Reina Zenaida alzó la cabeza hacia el cielo y cerró los ojos.
Sobre su frente empezaron a resbalar una por una las estrellas.
Era refrescante.
Sin embargo, tenían que darse prisa para estar en cama antes de que se levantara La Vachepourrie. No podía soportar que estuvieran despiertas mientras él dormía.
– ¡Tengo hip mu hip cho hiiiiiiiiiiiipo!
Chituca la llevó a la cama, donde S. A. R. se quedó dormida con la ropa puesta.
Soñaba una redundancia, porque en su sueño también dormía.
Se encontraba de nuevo en la cama de Elvira Vilar, en el apartamento de Luchana 35.

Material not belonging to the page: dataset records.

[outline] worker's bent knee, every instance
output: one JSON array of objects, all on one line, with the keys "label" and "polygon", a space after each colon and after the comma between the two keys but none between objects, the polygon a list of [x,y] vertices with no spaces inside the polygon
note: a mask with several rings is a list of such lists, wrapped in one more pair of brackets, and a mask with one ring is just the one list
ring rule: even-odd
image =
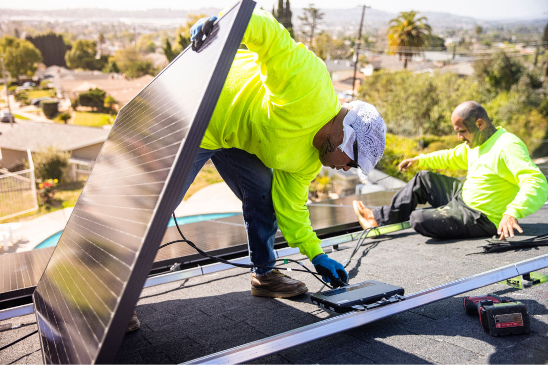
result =
[{"label": "worker's bent knee", "polygon": [[411,213],[409,223],[418,233],[432,238],[458,238],[461,232],[451,216],[443,216],[438,209],[418,209]]}]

Con los ojos cerrados, se sentía a salvo, como si tuviera una edad muy distinta: unos ocho o nueve años, por ejemplo. No quería despertarse porque sabía que otra vez iba a encontrar a Elvira a su lado, mirándola dormir.
Siempre igual.
Como la raya de luz bajo una puerta cerrada, a cualquier hora de la noche, Elvira estaba despierta, en silencio, mirándola dormir.